Dr. Gibson is presently a Scientist 3 at the High Altitude Observatory (HAO) in Boulder, Colorado. Her primary interest is in the magnetic structure and dynamic evolution of coronal mass ejections (CMEs), and she uses theoretical CME models to explain a wide variety of space and ground-based observations of CMEs from pre-eruption, through initiation and eruption, to their post-eruption state. A particular focus is observations and models of coronal prominence cavities, which represent dynamic equilibrium states that store magnetic energy, and Dr. Gibson leads an ISSI international working group to study coronal cavities. Dr. Gibson is also a leader of the Whole Sun Month and Whole Heliosphere Interval international coordinated observing and modeling efforts to characterize the 3-dimensional, interconnected solar-heliospheric-planetary system.

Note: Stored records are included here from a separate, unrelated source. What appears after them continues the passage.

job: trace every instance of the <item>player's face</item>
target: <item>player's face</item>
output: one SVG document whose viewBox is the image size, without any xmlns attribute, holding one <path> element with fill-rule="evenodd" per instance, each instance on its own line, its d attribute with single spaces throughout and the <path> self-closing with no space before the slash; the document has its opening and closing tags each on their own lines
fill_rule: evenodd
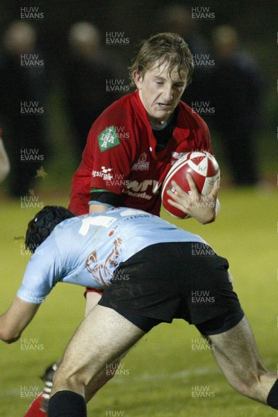
<svg viewBox="0 0 278 417">
<path fill-rule="evenodd" d="M 139 96 L 151 123 L 161 126 L 167 122 L 178 105 L 186 87 L 187 73 L 179 74 L 177 68 L 170 73 L 169 64 L 156 63 L 144 77 L 135 71 L 134 81 Z"/>
</svg>

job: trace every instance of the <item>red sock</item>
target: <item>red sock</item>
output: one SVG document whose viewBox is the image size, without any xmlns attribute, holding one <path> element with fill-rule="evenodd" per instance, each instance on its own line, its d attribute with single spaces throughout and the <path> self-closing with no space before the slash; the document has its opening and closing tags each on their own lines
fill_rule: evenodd
<svg viewBox="0 0 278 417">
<path fill-rule="evenodd" d="M 24 417 L 46 417 L 47 413 L 42 411 L 42 393 L 41 393 L 32 402 Z"/>
</svg>

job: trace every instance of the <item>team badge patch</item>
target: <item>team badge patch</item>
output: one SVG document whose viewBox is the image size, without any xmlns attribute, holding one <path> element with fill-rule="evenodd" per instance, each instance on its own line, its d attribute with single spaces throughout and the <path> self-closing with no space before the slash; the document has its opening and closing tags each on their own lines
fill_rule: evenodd
<svg viewBox="0 0 278 417">
<path fill-rule="evenodd" d="M 106 127 L 105 130 L 99 133 L 98 139 L 101 152 L 104 152 L 120 143 L 115 126 Z"/>
</svg>

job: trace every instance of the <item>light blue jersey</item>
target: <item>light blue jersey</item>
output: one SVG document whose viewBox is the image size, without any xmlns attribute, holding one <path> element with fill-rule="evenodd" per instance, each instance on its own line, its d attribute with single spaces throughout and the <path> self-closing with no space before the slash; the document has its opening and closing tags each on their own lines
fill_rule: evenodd
<svg viewBox="0 0 278 417">
<path fill-rule="evenodd" d="M 147 246 L 166 242 L 206 243 L 197 235 L 133 208 L 67 219 L 37 248 L 17 296 L 40 304 L 57 282 L 103 290 L 121 262 Z"/>
</svg>

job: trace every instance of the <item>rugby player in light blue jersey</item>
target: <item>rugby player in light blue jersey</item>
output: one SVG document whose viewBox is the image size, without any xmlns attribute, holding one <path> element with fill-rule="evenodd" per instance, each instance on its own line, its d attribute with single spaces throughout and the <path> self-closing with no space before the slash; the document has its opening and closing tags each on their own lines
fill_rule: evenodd
<svg viewBox="0 0 278 417">
<path fill-rule="evenodd" d="M 26 246 L 34 254 L 17 297 L 0 316 L 0 338 L 12 343 L 57 283 L 104 289 L 56 371 L 49 417 L 87 416 L 85 402 L 106 382 L 107 364 L 174 318 L 194 324 L 213 344 L 235 389 L 278 409 L 277 375 L 259 357 L 227 259 L 199 236 L 139 210 L 74 216 L 47 206 L 30 222 Z"/>
</svg>

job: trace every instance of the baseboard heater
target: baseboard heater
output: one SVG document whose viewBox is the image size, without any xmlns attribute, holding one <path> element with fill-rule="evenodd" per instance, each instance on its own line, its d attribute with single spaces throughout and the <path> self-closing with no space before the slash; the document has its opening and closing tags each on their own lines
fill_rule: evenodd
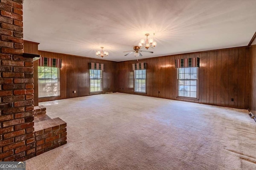
<svg viewBox="0 0 256 170">
<path fill-rule="evenodd" d="M 250 116 L 250 118 L 251 118 L 252 119 L 253 119 L 254 121 L 255 121 L 255 122 L 256 122 L 256 117 L 255 117 L 255 116 L 253 115 L 253 114 L 252 114 L 252 113 L 251 111 L 249 112 L 249 115 Z"/>
</svg>

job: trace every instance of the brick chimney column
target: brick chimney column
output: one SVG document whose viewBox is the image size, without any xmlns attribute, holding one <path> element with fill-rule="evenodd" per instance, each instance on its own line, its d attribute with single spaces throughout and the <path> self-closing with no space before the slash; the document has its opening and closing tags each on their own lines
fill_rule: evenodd
<svg viewBox="0 0 256 170">
<path fill-rule="evenodd" d="M 0 2 L 0 161 L 35 156 L 32 59 L 24 58 L 22 0 Z"/>
</svg>

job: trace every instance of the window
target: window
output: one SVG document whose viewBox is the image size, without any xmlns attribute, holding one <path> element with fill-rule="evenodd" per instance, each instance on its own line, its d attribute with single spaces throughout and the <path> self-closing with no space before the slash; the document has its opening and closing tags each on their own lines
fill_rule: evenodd
<svg viewBox="0 0 256 170">
<path fill-rule="evenodd" d="M 196 98 L 197 67 L 179 68 L 178 96 Z"/>
<path fill-rule="evenodd" d="M 134 70 L 134 91 L 146 93 L 146 70 Z"/>
<path fill-rule="evenodd" d="M 60 96 L 59 69 L 38 66 L 38 97 Z"/>
<path fill-rule="evenodd" d="M 102 91 L 102 71 L 100 70 L 90 70 L 90 92 Z"/>
</svg>

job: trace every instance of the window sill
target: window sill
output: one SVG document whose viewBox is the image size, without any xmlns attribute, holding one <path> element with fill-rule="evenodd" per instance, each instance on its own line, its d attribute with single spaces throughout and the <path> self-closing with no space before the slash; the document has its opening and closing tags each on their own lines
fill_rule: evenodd
<svg viewBox="0 0 256 170">
<path fill-rule="evenodd" d="M 134 93 L 143 93 L 144 94 L 146 94 L 146 92 L 135 92 L 135 91 L 134 91 Z"/>
<path fill-rule="evenodd" d="M 99 92 L 90 92 L 89 93 L 89 94 L 90 95 L 93 95 L 95 94 L 103 94 L 103 91 L 100 91 Z"/>
<path fill-rule="evenodd" d="M 188 98 L 186 97 L 181 97 L 181 96 L 176 96 L 176 99 L 182 99 L 182 100 L 194 100 L 194 101 L 199 101 L 199 99 L 197 98 Z"/>
<path fill-rule="evenodd" d="M 50 96 L 38 97 L 38 99 L 44 99 L 45 98 L 56 98 L 56 97 L 60 97 L 60 95 L 51 96 Z"/>
</svg>

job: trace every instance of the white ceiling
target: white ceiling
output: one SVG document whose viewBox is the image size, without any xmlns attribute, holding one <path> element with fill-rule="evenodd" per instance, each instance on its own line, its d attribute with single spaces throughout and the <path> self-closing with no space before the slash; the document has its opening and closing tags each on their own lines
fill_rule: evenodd
<svg viewBox="0 0 256 170">
<path fill-rule="evenodd" d="M 103 59 L 134 59 L 247 45 L 256 31 L 256 1 L 29 0 L 24 39 L 40 50 Z M 150 34 L 154 53 L 132 50 Z M 153 33 L 155 35 L 153 36 Z"/>
</svg>

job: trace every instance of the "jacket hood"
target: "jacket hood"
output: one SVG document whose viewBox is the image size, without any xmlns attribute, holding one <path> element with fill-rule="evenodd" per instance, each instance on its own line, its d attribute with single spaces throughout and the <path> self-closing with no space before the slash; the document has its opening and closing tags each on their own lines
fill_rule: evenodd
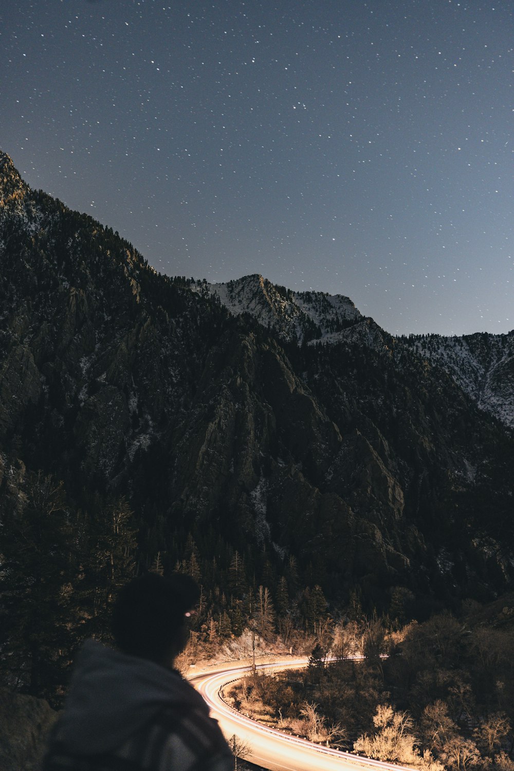
<svg viewBox="0 0 514 771">
<path fill-rule="evenodd" d="M 105 752 L 173 705 L 208 714 L 200 694 L 175 670 L 88 640 L 77 656 L 55 739 L 71 752 Z"/>
</svg>

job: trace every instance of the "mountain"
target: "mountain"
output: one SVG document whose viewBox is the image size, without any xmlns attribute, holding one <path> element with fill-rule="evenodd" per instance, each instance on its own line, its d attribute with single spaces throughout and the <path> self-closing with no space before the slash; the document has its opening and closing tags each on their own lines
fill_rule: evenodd
<svg viewBox="0 0 514 771">
<path fill-rule="evenodd" d="M 226 284 L 205 284 L 233 315 L 247 313 L 284 341 L 335 339 L 362 317 L 348 297 L 296 292 L 254 274 Z"/>
<path fill-rule="evenodd" d="M 510 342 L 463 338 L 465 360 L 348 298 L 160 275 L 4 153 L 0 269 L 4 518 L 41 470 L 70 511 L 126 497 L 139 564 L 194 554 L 220 597 L 236 552 L 256 586 L 287 574 L 291 601 L 319 584 L 334 609 L 401 588 L 422 615 L 509 585 Z"/>
<path fill-rule="evenodd" d="M 514 427 L 514 330 L 446 338 L 412 335 L 403 341 L 451 375 L 480 409 Z"/>
</svg>

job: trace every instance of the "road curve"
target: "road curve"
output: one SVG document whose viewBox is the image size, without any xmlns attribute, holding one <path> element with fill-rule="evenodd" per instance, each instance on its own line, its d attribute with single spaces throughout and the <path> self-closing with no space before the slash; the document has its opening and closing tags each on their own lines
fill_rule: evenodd
<svg viewBox="0 0 514 771">
<path fill-rule="evenodd" d="M 274 664 L 257 665 L 259 669 L 290 669 L 305 666 L 307 659 L 284 662 Z M 220 693 L 223 685 L 233 680 L 239 679 L 251 668 L 247 665 L 223 665 L 217 671 L 203 672 L 202 674 L 191 673 L 188 679 L 202 694 L 210 708 L 210 713 L 220 723 L 220 726 L 228 738 L 233 734 L 251 747 L 252 753 L 248 760 L 257 763 L 270 771 L 365 771 L 375 769 L 375 771 L 391 769 L 399 771 L 405 766 L 393 763 L 381 763 L 368 758 L 360 758 L 349 752 L 313 744 L 307 739 L 281 731 L 267 728 L 252 720 L 230 707 L 221 699 Z M 413 769 L 414 771 L 414 769 Z"/>
</svg>

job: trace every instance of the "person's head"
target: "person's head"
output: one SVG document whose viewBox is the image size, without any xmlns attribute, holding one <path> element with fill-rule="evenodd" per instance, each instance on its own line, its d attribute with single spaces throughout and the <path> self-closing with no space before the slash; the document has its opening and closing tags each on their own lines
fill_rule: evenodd
<svg viewBox="0 0 514 771">
<path fill-rule="evenodd" d="M 113 611 L 113 633 L 124 652 L 168 665 L 186 641 L 186 616 L 200 590 L 190 576 L 146 573 L 119 591 Z"/>
</svg>

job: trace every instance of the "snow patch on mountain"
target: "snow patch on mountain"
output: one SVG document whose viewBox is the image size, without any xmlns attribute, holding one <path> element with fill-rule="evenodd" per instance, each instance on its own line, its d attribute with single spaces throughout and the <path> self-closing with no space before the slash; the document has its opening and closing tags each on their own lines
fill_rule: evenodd
<svg viewBox="0 0 514 771">
<path fill-rule="evenodd" d="M 442 367 L 480 409 L 514 427 L 514 331 L 448 338 L 411 335 L 401 342 Z"/>
<path fill-rule="evenodd" d="M 193 288 L 201 291 L 206 288 L 233 315 L 249 313 L 282 339 L 299 344 L 337 335 L 362 318 L 348 297 L 293 291 L 272 284 L 258 274 Z"/>
</svg>

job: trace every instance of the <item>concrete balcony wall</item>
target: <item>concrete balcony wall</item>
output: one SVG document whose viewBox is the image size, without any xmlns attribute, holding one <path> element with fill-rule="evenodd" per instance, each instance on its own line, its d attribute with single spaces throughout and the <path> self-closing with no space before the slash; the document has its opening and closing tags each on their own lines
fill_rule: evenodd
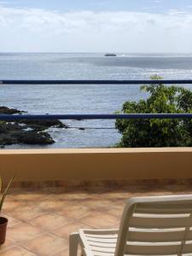
<svg viewBox="0 0 192 256">
<path fill-rule="evenodd" d="M 0 175 L 19 182 L 192 179 L 192 148 L 2 149 Z"/>
</svg>

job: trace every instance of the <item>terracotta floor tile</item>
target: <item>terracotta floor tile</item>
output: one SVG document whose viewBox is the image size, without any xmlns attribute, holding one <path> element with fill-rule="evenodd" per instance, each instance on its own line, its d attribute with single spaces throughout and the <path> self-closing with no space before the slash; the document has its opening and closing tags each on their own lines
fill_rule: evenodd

Dr. Gibson was the recipient of the AAS-SPD 2005 Karen Harvey Prize. She is a Scientific Editor for the Astrophysical Journal and serves on the Heliophysics Subcommittee of the NASA Advisory Council, on the AURA Solar Observatory Council and as a member of the ATST Science Working Group, and has in the past been a committee member on the National Research Council Committee on Solar and Space Physics, and on the Solar Physics Division Committee. She is also commited to educational outreach, in particular when aimed to inspire girls to enter the physical sciences: she has given solar physics presentations to grades K-12 science classes, mentored Girl Scouts pursuing a science merit badge, presented at the America n Association of University Women's Expanding your Horizon conference, and is involved with the nationwide interactive internet Solar Week for Girls. She has also written an article on the Sun for the encyclopedia Space Science for Students.

Dr. Gibson's jobs prior to her arrival at HAO included a one year visit to Cambridge University in England as a NATO/NSF post-doctoral fellow, and nearly four years at NASA Goddard Space Flight Center - first as an National Research Council (NRC) associate, and then as a Research Assistant Professor at The Catholic University of America. As a graduate student in Astrophysics at the University of Colorado, Boulder (M.S. 1993, Ph.D., 1995), Dr. Gibson received a NASA Graduate Student Research Program (GSRP) Fellowship. As an undergraduate, Dr. Gibson was a National Merit scholar at Stanford University, and graduated with a degree in Physics (B.S. 1989, with departmental honors).

Dr. Gibson is an author on 39 papers published between 1995 and the present.